次の日、元のように篠原さんは出勤した。また、日常が始まる。
夕食を終えて部屋で休んでいると、7時過ぎに絵里香宛てにメールが入った。そういえば、インフルエンザに罹っている間にメールは入っていなかった。とてもそんな余裕はなかったのだと思う。
[しばらく連絡できなかったけど元気にしている?]
すぐに返信した。[はい、元気にしています。お元気でしたか?]
すぐに返事が入る。[インフルエンザに罹ったけど、ようやく治った。週末に会えないか?]
[この前と同じ場所、時間でよろしければ]
[了解、待っている]
元気になるとすぐに女の子を誘う。篠原さんらしい行動だ。でもあのインフルエンザの時は、神妙に私の言うことを聞いていた。可愛げがある。
本当に分かりやすい人だ。意外と単純な良い人かもしれない。せっかくだからとことんつき合ってみても良いかなと思うようになった。
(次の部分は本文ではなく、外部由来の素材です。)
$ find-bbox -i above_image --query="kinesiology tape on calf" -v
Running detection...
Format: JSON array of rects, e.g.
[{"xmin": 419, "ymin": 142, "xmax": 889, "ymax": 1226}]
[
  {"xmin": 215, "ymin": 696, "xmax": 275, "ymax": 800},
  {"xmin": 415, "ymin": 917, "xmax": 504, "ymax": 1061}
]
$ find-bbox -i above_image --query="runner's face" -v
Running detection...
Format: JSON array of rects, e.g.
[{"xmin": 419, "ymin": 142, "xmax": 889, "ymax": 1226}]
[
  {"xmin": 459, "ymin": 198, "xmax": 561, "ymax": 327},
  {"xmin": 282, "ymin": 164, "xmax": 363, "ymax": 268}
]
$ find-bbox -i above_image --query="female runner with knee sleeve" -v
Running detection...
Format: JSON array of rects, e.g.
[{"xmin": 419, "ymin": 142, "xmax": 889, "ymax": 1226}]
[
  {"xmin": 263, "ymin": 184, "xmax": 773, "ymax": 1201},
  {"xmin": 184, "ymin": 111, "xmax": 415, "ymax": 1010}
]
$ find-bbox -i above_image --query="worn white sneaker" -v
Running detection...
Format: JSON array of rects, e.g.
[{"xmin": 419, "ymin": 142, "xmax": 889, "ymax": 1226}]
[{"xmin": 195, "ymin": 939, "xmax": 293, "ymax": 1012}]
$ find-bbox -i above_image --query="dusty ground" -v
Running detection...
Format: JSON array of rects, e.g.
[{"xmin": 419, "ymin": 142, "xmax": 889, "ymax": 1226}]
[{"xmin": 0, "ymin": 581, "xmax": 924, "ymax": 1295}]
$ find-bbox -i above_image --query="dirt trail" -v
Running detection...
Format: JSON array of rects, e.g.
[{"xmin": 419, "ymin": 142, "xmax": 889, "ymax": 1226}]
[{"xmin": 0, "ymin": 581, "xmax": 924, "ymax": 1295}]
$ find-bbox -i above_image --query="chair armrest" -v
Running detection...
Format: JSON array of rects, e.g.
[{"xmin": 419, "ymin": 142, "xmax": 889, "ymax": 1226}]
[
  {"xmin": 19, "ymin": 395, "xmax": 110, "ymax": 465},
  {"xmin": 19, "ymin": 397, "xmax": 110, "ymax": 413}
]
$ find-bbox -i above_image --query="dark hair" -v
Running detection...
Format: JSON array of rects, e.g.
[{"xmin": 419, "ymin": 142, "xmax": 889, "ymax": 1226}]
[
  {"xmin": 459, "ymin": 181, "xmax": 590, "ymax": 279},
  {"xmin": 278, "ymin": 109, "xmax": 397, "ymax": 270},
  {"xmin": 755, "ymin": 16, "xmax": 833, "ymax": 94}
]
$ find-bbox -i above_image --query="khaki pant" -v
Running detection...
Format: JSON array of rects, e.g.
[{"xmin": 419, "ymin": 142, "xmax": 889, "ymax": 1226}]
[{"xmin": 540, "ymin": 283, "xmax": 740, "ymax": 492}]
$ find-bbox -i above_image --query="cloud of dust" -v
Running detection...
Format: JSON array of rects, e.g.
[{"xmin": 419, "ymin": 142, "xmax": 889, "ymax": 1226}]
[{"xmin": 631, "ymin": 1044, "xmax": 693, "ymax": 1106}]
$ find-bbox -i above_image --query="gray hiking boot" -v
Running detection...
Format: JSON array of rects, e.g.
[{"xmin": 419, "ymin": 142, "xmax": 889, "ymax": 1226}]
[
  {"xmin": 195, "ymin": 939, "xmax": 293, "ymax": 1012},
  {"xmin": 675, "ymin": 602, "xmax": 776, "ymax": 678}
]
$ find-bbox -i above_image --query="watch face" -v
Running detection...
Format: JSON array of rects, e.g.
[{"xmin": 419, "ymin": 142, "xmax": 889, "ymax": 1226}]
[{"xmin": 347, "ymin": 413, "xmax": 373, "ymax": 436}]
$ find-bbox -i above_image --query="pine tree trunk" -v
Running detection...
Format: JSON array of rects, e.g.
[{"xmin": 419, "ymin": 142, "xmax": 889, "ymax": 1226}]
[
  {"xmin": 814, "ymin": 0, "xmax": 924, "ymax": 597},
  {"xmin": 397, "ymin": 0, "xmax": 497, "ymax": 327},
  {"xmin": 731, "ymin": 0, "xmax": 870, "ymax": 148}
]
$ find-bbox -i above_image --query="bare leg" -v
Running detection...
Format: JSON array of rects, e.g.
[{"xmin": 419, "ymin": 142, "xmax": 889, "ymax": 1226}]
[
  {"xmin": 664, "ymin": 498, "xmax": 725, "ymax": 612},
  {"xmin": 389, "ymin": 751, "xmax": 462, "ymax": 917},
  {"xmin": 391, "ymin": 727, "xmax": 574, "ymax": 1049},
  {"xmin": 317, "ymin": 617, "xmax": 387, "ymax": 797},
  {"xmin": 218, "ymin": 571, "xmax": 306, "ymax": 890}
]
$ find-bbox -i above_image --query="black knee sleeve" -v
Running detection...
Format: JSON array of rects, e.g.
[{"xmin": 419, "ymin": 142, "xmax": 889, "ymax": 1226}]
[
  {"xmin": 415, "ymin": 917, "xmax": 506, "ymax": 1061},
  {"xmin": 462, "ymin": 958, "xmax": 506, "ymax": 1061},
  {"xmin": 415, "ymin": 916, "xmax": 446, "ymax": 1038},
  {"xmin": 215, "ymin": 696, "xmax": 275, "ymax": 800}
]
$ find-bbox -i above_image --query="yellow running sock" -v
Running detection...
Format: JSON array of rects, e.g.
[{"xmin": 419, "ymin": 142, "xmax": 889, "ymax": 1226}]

************************************
金曜日の午後8時、前回のラウンジに行った。今日はシックな落ち着いたダークグレーのワンピースに可愛いベストにしてみた。毎回違うものを着るのはエチケットでもあり、私の見栄でもある。篠原さんの視線が気になる。じっと見られた。
「また会ってくれてありがとう」
「私も誰かと少しお話がしたくて」
「相談事があるのなら、相談にのるけど」
「そんなものはありません。ただ、誰かとおしゃべりがしたかっただけです」
「リハビリの一環かな」
「そうかもしれません」
「私は元カレと別れてから私のどこが気に入ってもらえたのか考えていました」
「それでどうだったの、どこを気に入ってもらっていたのか分かったの?」
「きっと私の見た目が気に入っていただけだったんです。私の内面というか私自身を気に入っていたのではなかったように思いました。いろいろありましたが、表面的にしか私を見てもらえていなかったから、心から好いてもらえていなかったのだと思いました」
「どのくらい付き合っていたの?」
「1年位でしょうか?」
「私はすべてを見てもらっていたつもりでしたが、彼は表面的にしか私をみてくれていなかったのだと思います」
「彼の責任と言いたいのか」
「私の見せ方が悪かったのかもしれません。彼に見る目がなかったのかもしれません。分かりません」
「それで俺に何を聞きたい?」
「あなたには私を見る目があるのでしょうか?」
「俺に見る目があるかどうかは分からない。それに君とそれほど付き合っている訳ではないからね。それで君はどうなんだ。男を見る目があるのか? 自分ではどう思っているんだ」
「私も分かりません」
「まあいい、今日はこれからカラオケにでもいかないか?」
「そうですね。歌を歌って憂さ晴らしもいいかもしれません」
「それなら、俺のマンションに来ないか?」
「あなたのマンションにですか?」
「カラオケがある」
「本当ですか?」
「それに俺の住んでいるところも見てもらいたい。連れ込んで君をどうかしようとか思っている訳ではない。俺を知ってもらいたいだけなんだ」
「カラオケだけと約束していただけるのなら、行ってもいいです」
「そうか、ありがとう」
「じゃあ、ちょっと電話させてくれ。同居人がいるから都合を聞いてみる」
篠原さんは席を立って私に電話を入れるつもりだ。そういうこともあろうかと、携帯の電源は落としてあった。私はここへ来る前に「今日の帰宅は10時以降になります」と篠原さんにメールを入れておいた。
すぐに篠原さんは席に戻ってきた。
「電話に出ないけど、まだ帰っていないみたいだ。大丈夫だから行こう」
「同居している人がいるんですか」
「俺の従妹だから心配ない」
「それならなおのこと安心です」
私がすんなりマンションへ行くのに同意したので、拍子抜けだったのかもしれない。機嫌よく私を案内してくれた。ホテルの前からタクシーでマンションに向かった。ほんの5分で到着した。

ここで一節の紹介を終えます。